I'll be sure to ask them how easy they think it would be to rig (literally) the Apollo footage.
They all pretty much laughed, at least the ones who knew how extensive the footage is.
In "O" there is a Russian swing nicknamed the Lunar Module. As it's hoisted offstage by the overhead carousel, you can hear snippets of the Apollo 11 landing audio in the soundtrack, then a set piece is illuminated with a lunar landscape gobo. Quite a nice touch.
The rigging for "O" is very intense. There are backups to backups to backups. It's good to see such attention paid to safety and reliability. But it all works only because it is a ten-year-old show that has been very carefully refined by those who work it.

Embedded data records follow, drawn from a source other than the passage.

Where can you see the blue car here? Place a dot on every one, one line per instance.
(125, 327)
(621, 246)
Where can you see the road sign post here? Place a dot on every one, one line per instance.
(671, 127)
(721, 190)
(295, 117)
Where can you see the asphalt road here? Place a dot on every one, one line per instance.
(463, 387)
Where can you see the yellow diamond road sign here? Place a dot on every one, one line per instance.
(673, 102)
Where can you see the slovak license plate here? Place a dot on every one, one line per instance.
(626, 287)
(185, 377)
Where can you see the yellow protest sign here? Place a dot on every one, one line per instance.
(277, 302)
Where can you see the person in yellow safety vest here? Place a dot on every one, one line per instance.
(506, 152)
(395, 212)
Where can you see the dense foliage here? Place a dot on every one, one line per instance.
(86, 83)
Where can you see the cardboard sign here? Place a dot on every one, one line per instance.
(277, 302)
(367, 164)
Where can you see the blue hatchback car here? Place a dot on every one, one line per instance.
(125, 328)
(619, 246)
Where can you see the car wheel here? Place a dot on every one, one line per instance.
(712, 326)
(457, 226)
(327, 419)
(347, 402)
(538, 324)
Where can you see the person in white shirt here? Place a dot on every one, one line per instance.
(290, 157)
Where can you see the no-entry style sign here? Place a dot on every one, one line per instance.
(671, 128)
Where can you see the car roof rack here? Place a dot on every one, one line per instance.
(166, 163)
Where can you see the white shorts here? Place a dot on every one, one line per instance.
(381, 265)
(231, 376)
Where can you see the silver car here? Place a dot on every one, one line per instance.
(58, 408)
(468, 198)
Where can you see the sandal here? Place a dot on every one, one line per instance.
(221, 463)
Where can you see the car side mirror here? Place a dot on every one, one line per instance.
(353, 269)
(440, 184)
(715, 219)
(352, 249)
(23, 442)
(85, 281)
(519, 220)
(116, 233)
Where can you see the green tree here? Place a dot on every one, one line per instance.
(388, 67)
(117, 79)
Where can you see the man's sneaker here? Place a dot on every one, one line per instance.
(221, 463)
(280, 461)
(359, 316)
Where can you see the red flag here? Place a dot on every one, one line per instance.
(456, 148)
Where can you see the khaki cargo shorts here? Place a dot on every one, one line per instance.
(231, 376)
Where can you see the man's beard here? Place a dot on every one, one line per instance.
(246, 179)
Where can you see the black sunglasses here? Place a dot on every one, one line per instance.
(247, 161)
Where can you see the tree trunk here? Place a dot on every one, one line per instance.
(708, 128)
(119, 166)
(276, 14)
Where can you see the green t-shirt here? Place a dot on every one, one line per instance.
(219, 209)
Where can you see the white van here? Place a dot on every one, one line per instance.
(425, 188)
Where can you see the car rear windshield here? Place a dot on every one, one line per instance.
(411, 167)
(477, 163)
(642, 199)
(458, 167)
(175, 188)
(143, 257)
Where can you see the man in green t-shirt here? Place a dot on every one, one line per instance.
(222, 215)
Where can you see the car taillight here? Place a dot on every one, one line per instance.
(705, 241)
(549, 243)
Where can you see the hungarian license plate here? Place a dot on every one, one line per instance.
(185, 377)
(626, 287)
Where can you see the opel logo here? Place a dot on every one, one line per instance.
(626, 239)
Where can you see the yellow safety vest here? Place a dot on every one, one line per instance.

Although true to form, I wasn't in the tank (and their insurance didn't allow it anyway); but I got to watch them test a new set of side nets for the bateau (a suspended set piece from which trapeze and parallel-bar acts are performed). The tests included hurling crash dummies (how do you say "Buster" in French) from the bateau into the nets and water, to be retrieved by divers. I got to assist the refit of the flying horses, who are getting actual carousel poles instead of stock aluminum poles wrapped in tape.
And I got the VIP treatment too at Ka unexpectedly. The technicians were a little suprised, I think, when I reverse engineered the three-axis deck lighting method on a napkin at In-and-Out Burger the next night. Apparently it's some sort of secret, although it can be done as little more than a standard view transformation applied to a real-time raster image.